Quietly he asked, “Is that what you fear? That I want the duchy for myself?”

Raimon’s expression was stark. “There was a time when it might have been ours,” he said softly. “When others were poised to hail a Grijalva as savior, and thus our present—and our future—would have been significantly different. But Verro Grijalva died, Sario. He took a Tza’ab dart meant for Renayo do’Verrada, and died in his Duke’s arms.”

“And thus sealed our role as servants forever,” Sario said bitterly.

After a moment, Raimon shook his head. “You are the most gifted—and Gifted—Grijalva I have ever known. And the most dangerous.”

It stung. Far more deeply and painfully than expected. “You fear me, too?”

“The very thing that drives you to such ambitions in your work, that is your personal Luza do’Orro, could overtake and transform you, Sario. Ambition, to be effective, to be
useful
, must be controlled and directed. Or it is nothing more than base, selfish lust.”

“Power,” Sario answered baldly, stripping away from it the civilized speech and cutting to the bone.

Raimon met the challenge without prevarication. “Yes. Naked, infinite power, as you would have it be. But that day on the battlefield a Grijalva’s death determined the role Grijalvas would play in life, in the ordering of a new realm—
and it is not as rulers.

Sario laughed softly, though it was lacking in humor. “Had Verro let Renayo do’Verrada die, we would be Dukes instead of limners!”

“Perhaps. Perhaps not. But he made that choice.”

“Not for me.”

“But it was, Sario.
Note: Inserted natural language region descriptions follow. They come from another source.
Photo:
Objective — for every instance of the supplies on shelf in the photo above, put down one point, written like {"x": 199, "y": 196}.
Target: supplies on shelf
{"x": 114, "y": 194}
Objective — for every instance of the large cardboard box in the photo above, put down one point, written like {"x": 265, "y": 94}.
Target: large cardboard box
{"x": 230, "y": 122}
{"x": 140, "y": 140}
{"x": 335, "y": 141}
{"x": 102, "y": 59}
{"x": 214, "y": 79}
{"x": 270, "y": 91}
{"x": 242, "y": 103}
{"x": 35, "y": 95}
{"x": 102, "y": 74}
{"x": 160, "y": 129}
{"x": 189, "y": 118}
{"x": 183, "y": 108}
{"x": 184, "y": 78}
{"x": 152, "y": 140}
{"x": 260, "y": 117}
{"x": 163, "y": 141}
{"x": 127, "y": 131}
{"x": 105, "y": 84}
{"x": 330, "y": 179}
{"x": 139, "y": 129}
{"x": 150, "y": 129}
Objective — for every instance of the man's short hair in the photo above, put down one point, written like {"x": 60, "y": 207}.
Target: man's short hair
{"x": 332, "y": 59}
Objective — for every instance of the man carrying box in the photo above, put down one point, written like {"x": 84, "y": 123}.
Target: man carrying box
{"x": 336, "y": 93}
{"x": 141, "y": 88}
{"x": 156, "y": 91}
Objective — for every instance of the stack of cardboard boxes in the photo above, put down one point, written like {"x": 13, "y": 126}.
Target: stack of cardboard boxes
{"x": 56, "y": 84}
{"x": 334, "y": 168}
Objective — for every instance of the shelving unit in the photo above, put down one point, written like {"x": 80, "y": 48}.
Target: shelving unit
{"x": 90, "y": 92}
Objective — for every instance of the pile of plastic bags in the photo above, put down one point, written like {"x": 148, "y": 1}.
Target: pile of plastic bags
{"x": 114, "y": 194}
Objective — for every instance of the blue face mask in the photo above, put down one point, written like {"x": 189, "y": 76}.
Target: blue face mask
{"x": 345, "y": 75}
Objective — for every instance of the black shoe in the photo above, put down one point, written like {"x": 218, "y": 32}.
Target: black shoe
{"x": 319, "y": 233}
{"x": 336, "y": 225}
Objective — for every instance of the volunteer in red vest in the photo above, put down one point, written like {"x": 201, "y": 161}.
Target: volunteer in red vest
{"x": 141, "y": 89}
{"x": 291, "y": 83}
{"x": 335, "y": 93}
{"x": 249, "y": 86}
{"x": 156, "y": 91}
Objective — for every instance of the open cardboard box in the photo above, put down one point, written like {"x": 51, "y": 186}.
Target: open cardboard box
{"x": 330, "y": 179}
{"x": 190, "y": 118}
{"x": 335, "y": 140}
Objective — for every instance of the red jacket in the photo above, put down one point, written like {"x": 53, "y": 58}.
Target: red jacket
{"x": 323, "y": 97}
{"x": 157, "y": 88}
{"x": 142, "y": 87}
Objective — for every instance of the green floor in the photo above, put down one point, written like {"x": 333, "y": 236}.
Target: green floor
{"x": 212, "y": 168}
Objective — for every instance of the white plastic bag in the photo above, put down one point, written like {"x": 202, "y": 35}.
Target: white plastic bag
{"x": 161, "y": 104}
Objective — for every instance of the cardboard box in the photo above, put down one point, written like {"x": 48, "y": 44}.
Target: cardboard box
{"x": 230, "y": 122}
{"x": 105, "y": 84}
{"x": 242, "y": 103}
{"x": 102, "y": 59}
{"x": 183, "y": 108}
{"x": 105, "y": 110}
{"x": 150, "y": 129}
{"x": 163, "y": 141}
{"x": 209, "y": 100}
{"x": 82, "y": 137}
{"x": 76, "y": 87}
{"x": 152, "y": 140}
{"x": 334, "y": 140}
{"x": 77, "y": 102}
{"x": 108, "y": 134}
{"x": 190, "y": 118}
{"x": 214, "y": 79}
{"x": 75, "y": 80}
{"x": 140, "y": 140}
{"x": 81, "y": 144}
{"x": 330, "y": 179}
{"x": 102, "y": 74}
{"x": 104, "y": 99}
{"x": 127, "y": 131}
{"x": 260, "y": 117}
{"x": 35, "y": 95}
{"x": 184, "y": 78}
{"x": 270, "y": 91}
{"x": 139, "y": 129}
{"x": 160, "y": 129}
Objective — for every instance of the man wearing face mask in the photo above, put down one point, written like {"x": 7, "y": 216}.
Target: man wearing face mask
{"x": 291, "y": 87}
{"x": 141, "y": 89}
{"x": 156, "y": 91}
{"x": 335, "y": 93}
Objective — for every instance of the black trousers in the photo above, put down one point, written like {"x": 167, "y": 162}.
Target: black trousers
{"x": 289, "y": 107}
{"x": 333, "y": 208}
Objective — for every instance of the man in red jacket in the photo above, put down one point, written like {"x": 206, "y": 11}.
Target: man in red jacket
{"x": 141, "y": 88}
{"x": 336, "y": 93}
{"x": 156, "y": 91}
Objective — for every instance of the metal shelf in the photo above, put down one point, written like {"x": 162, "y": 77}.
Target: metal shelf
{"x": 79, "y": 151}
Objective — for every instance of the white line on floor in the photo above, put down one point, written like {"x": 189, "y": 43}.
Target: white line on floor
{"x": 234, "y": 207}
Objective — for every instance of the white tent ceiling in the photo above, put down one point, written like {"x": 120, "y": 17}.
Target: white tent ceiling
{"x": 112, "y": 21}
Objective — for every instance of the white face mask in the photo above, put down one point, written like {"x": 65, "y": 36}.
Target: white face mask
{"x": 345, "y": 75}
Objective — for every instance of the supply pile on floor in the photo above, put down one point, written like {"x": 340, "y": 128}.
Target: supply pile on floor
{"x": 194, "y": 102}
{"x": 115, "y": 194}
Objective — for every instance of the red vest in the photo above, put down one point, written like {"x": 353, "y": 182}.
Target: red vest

He made it for us all—and then the Tza’ab made it certain.”

Sario knew; they all knew. “By stealing Grijalva women and getting bastards upon them.”

“Chi’patros,” Raimon said quietly. “Our ancestors.”

“Despised and hated by the others, especially the Ecclesia!”

“It was basest infamy, what the Tza’ab did to those women, but it became our infamy as well. The Tza’ab were the enemy, Unbelievers—and they dishonored our family, bred a taint into our blood … which in turn was reviled by others who were untainted.” Raimon adroitly redraped the
Peintraddo
with its brocade cloth, hiding the blemished image of a young boy whose talent was manifest, if not the blazing of ambition. “The Ecclesia has made it clear they consider us unclean because of the infidel taint. It is one of the reasons they hate us. But there is more, you see. We are
different
from them, and difference is feared.”

“They are sanctified fools!”

“Some of them, yes. Others believe sincerely. But so long as the Ecclesia claims us tainted, the people will believe it as well.” He paused a moment, as if seeking self-control, then continued. “But there is something else, Sario. The strength of a ruling family lies in its potency, in its life span. We are weak in both.”

“Once we were
strong
in both.”

“And the Matra ei Filho spurned that strength.” Raimon shook his head. “The Nerro Lingua was punishment, Sario … we overstepped. Grew too bold. And thus we were humbled.”